With a few drinks in me—and in jeopardy of going a full day without a heavy Italian meal—I led a gaggle of party goers to Snelling Avenue’s Checker Board Pizza for what I had heard was one of the hidden gems of Twin Cities pizza. Their dining room was closed for the night, so we opted for two large pies to go. A 20-minute cook time and a block of walking later, we beseeched the bartender at The Midway Saloon to let us bring food in; we reached a compromise to eat it in the adjoining vacant lot. A few slices later, Checker Board had rocketed up my pizza power rankings, offering a classic Minnesota square-cut with a thicker crust than tavern style and generous portions of cheese. My only complaint was that it needed to be cut again after the cheese cooled, as slices of crust would slide independently away beneath a stubbornly coagulated layer of toppings. Pizza will always be graded a little easier when eaten three sheets to the wind and on a sidewalk outside a bar, but I suspect my favorable review will hold up when I next find myself hungry in Midway.
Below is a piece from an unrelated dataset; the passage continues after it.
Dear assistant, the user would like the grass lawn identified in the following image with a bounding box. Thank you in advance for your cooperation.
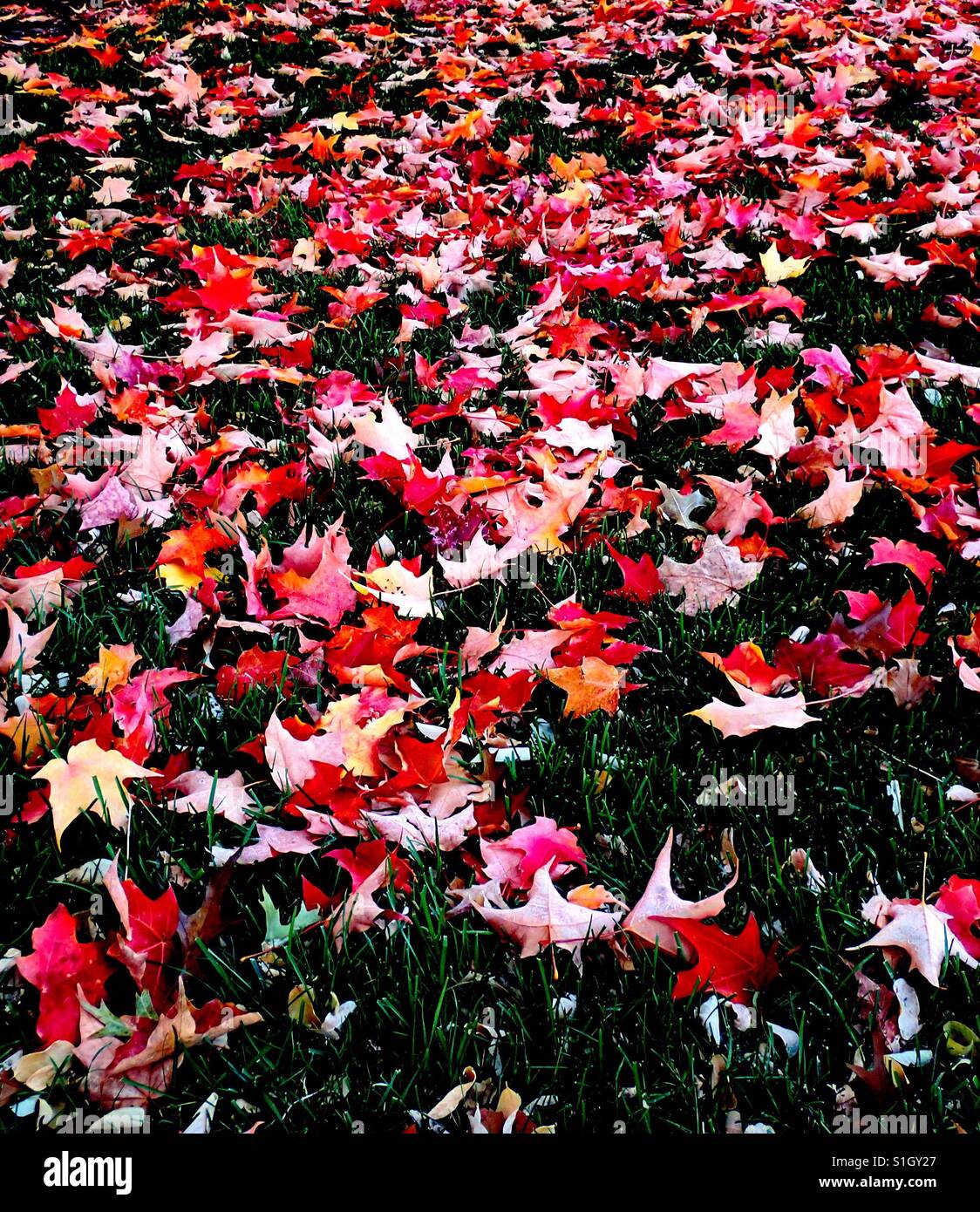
[0,0,980,1134]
Saturday gave me a chance to take a breath and experience the city at a slower speed—and really, that’s how it should be explored. St. Paul residents note their preference for the quieter life they found here, compared to the hectic pace and cultivated coolness they associate with Minneapolis. As a non-native Minnesotan (born in Oklahoma, raised in Texas), it’s funny for me to think of Minneapolis as marked by ambition or pretense—it’s precisely the lack of those things that have made me feel at home here. 

Still, St. Paul might be onto something. Watching Kong greet the dozens of friends and relatives he bumped into throughout our hour in Hmong Village, and seeing neighbors catch up in Black Hart over drinks, I began to doubt whether visiting St. Paul is really any way to understand a city that only blossoms for those willing to give it the time and patience. 

SUNDAY

My itinerary hadn’t taken me downtown much, so late Sunday morning I hopped on the Green Line to visit the farmers market and catch a Saints game. Downtown St. Paul has a reputation for lifelessness and vacancy—a place to enter strategically for a concert or sporting event and then swiftly exit for the afterparty. To be fair, I have similar feelings about downtown Minneapolis. These concerns are clearly not isolated, nor new, and my pre-reading on St. Paul's history revealed 50 years of harebrained revitalization schemes, from an indoor ped-mall to an honest-to-god monorail. (Note to urban planners: I think a monorail would be an ironic hit these days. Give it a try!)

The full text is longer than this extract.